Why listen to this guy? The movie never says for sure. When an off-camera Smith feebly asks him about his credentials, we learn that Ruppert was an LAPD narcotics officer for many years who spoke up about the CIA's drug-dealing activities in the United States. Since then, he's published some books and put out a muckraking newsletter called From the Wilderness. Ruppert is also a 9/11 "truther"—his reputation is in fact largely based on his lectures and essays on the subject, though Collapse cops out by not mentioning this less popular stance. He's an articulate pamphleteer spreading the truth as he sees it, one gleaned from reading countless articles (though not ones from the mainstream media, which he categorically distrusts), and the sacrifice of his own personal life and financial stability.

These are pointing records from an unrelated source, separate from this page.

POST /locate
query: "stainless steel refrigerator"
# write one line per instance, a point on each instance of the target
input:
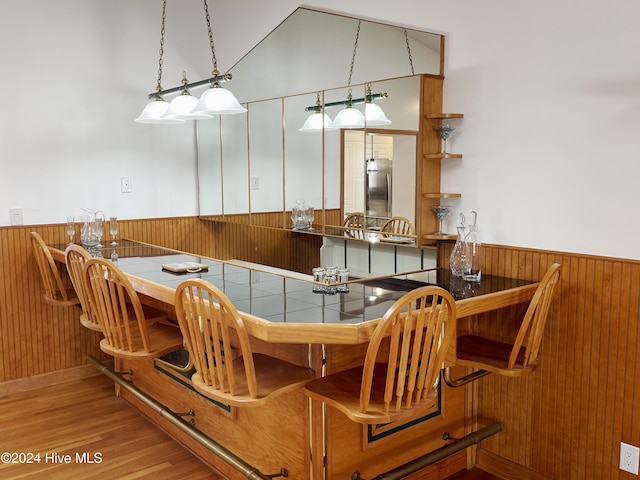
(378, 189)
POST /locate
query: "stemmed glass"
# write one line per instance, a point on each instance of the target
(310, 216)
(113, 230)
(441, 212)
(445, 130)
(99, 223)
(71, 229)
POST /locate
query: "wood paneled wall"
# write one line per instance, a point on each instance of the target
(36, 338)
(568, 419)
(564, 422)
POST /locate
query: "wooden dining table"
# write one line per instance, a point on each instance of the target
(325, 332)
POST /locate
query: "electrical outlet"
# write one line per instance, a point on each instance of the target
(16, 216)
(629, 457)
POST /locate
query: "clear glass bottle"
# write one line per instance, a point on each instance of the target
(457, 260)
(473, 270)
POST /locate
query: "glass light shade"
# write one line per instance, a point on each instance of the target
(155, 112)
(182, 106)
(374, 115)
(316, 122)
(218, 101)
(349, 117)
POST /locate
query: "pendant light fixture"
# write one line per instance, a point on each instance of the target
(156, 110)
(372, 166)
(317, 120)
(217, 100)
(182, 105)
(373, 114)
(350, 117)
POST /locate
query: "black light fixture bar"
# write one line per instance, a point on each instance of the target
(367, 98)
(208, 81)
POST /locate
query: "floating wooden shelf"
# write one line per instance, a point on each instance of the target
(440, 237)
(443, 155)
(441, 195)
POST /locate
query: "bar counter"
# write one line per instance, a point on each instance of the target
(281, 307)
(326, 333)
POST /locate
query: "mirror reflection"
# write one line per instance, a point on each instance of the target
(254, 168)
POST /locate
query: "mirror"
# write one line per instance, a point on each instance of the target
(252, 168)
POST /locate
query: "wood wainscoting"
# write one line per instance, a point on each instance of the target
(38, 342)
(567, 420)
(564, 422)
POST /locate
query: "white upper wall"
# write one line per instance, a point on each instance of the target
(550, 91)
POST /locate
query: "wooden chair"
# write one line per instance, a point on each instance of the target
(55, 292)
(398, 226)
(398, 381)
(354, 225)
(121, 317)
(510, 359)
(218, 343)
(75, 258)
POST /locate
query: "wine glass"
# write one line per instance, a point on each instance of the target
(441, 212)
(113, 230)
(71, 229)
(445, 130)
(99, 223)
(309, 214)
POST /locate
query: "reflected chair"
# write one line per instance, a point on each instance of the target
(402, 365)
(115, 304)
(398, 226)
(55, 292)
(75, 258)
(218, 344)
(354, 225)
(510, 359)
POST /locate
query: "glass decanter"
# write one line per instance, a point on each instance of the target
(457, 259)
(473, 271)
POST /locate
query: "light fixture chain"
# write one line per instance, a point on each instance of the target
(211, 44)
(164, 10)
(353, 57)
(406, 37)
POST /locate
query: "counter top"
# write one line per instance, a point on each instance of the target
(283, 308)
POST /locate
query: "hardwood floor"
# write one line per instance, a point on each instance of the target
(57, 427)
(81, 430)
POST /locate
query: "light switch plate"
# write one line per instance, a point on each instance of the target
(16, 216)
(629, 456)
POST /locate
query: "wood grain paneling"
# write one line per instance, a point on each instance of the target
(36, 338)
(564, 422)
(568, 419)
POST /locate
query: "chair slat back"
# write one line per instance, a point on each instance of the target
(109, 292)
(75, 258)
(420, 327)
(354, 224)
(54, 289)
(532, 328)
(398, 226)
(207, 317)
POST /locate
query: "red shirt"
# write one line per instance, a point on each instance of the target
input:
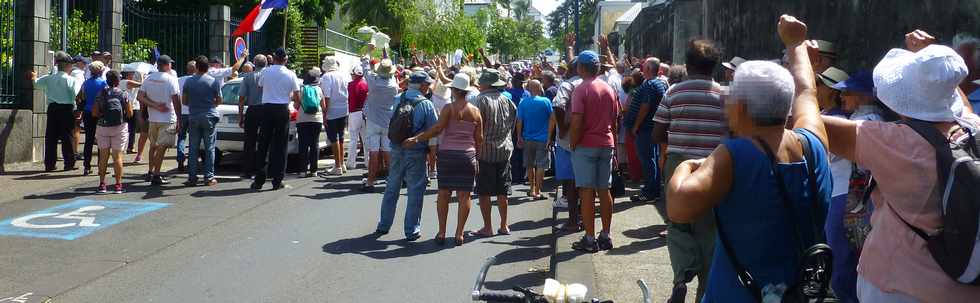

Ruppert's contradictions, sensitivity, insecurities, and corny sense of humor eventually reveal themselves through the questioning, and Collapse is interesting because Ruppert is interesting. But I'm not sure it's art. Smith's best-known work, American Movie, had its own withering, acidic personality to go along with the colorful subjects. Collapse adds little to Ruppert-in-a-dark-room besides pointless overlaid TV snippets (many from the campy fifties), instructive (though more often insulting) explanatory inter-titles, and doom-denoting strings. It's The Fog of War spiked with humor reminiscent of Michael Moore (whose The Big One was shot by Smith). The few "challenges" by the interviewer are half-hearted. Since Ruppert and his peak oil facts and projections are the whole movie, Smith obviously didn't want to impugn him. Though Ruppert is riveting, Collapse doesn't distinguish itself from the sea of lefty political docs already glutting indie theaters, none of which gain from being watched there, and not at home on a laptop.